In material set theory, there is an intuitive conception of what a set is, which may be stated informally as follows: a set is a collection of sets. Actually, it is possible to have urelements in a material set theory (such as ZFA), although the most common axiom systems do not allow this; in any case we can say that a pure set is a collection of pure sets.
The primary motivation for structural set theory is that this conception of a set is not needed in ordinary mathematics; it is sufficient to characterise the category of sets (although a structural set theory can also be described in ways other than category-theoretic). However, material set theory is itself part of mathematics, and we may want to describe the material notion of a pure set in structural terms.
There is also a very practical point to this exercise: the translation between material and structural set theories. Any model of a material set theory is already a model of a corresponding structural set theory, but we go through the yoga below to construct a model of a material set theory out of a model of a structural set theory. In particular, we must do this to prove that two set theories (one material and one structural) are equiconsistent.
Taking a structural notion of set as granted, we wish to define a pure set to be a set of pure sets. On the face of it, this is a circular definition, but like many such definitions, it can be made precise in (at least) two ways: recursively and corecursively.
The ‘recursive’ meaning is that all pure sets must be constructed, starting from nothing, as sets of other previously constructed pure sets. This results in the well-founded pure sets. Thus, at first, the only well-founded set possible is the empty set $\empty = \{ \}$, the set of no pure sets. Once you have that, you can form $\star = \{\empty\}$, then $\{\star\}$ and $\{\empty,\star\}$, and so on. In this way we can obtain at least all hereditarily finite sets; if we use an axiom of infinity as well, we can jump to the countably infinite set of all hereditarily finite sets and continue from there.
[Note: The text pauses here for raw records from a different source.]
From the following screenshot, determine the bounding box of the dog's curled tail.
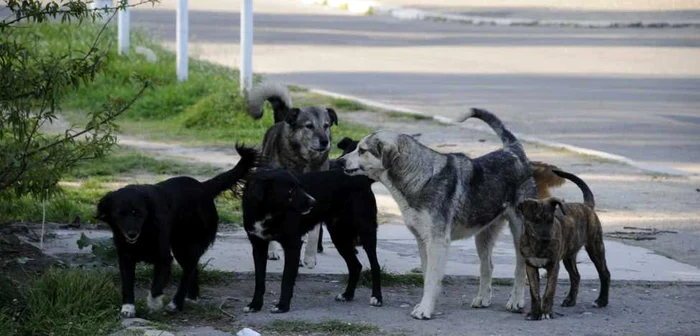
[246,83,292,123]
[530,161,566,198]
[456,108,527,161]
[203,144,261,197]
[552,169,595,209]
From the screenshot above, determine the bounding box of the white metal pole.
[240,0,253,95]
[176,0,190,81]
[117,0,131,55]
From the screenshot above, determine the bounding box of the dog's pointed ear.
[284,107,301,125]
[326,107,338,126]
[549,197,568,217]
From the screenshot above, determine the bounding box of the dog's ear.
[326,107,338,126]
[338,137,352,151]
[549,197,568,217]
[95,191,112,222]
[284,107,301,125]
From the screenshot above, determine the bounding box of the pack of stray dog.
[97,83,610,320]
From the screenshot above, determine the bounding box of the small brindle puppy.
[518,170,610,320]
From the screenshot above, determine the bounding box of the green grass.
[0,269,120,336]
[265,320,379,335]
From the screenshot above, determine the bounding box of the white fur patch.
[527,257,549,267]
[120,303,136,318]
[146,294,163,312]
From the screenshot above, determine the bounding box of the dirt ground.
[133,275,700,335]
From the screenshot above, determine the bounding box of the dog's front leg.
[147,254,173,313]
[525,265,542,320]
[119,255,136,318]
[304,223,323,269]
[411,234,450,320]
[542,262,559,320]
[506,214,526,313]
[243,235,270,313]
[270,237,301,313]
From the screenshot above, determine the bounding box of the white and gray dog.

The ‘corecursive’ meaning is that any pure set can be deconstructed into a set of other pure sets, and every possible such deconstruction defines a unique pure set. In this way we obtain not just well-founded pure sets but also ill-founded pure sets. (The inclusion of well-founded sets among the ill-founded sets is an example of the red herring principle.) Possible examples of non-well-founded sets include a set $\bullet$ such that $\bullet = \{\bullet\}$ (a suggestive model for the point), or sets $A$ and $B$ such that $A = \{B\}$ and $B = \{\empty, A\}$.
In addition, the meaning of this definition changes according to whether our set-theoretic foundation is material or structural.
If the foundation is ‘material’ or ‘membership-based,’ such as ZFC, then the elements of a set can, in fact, be other sets. Therefore, in this case we are defining (either recursively or corecursively) an adjective “pure” that can be applied to the noun “set:” a set is pure if at no point in its construction or deconstruction into elements do we encounter anything that is not a pure set.
In the most common material set theories, such as ZFC, all sets are pure, since the only ‘things’ the theory deals with (hence the only things that can be elements of sets) are sets. However, there are easy modifications of these theories that allow ‘atoms’ or urelements that are not sets, and in this case the pure sets will be those that ‘hereditarily’ contain no atoms. Many common material set theories (starting with von Neumann 1925, Zermelo 1930) also include an axiom of foundation asserting that all (pure) sets are well-founded; the dual axiom of anti-foundation (due to Aczel) allows and ‘tames’ the ill-founded sets.
If the foundation is ‘structural’ or ‘categorial’, such as ETCS or SEAR, then the elements of a set cannot be other sets. Thus, in this case we are defining a single noun “pure set,” with no a priori relation to the structural notion of “set” that occurs in the foundational theory. A pure set, according to this definition, is a set equipped with structure assigning to each of its elements another pure set (interpreted either recursively or corecursively).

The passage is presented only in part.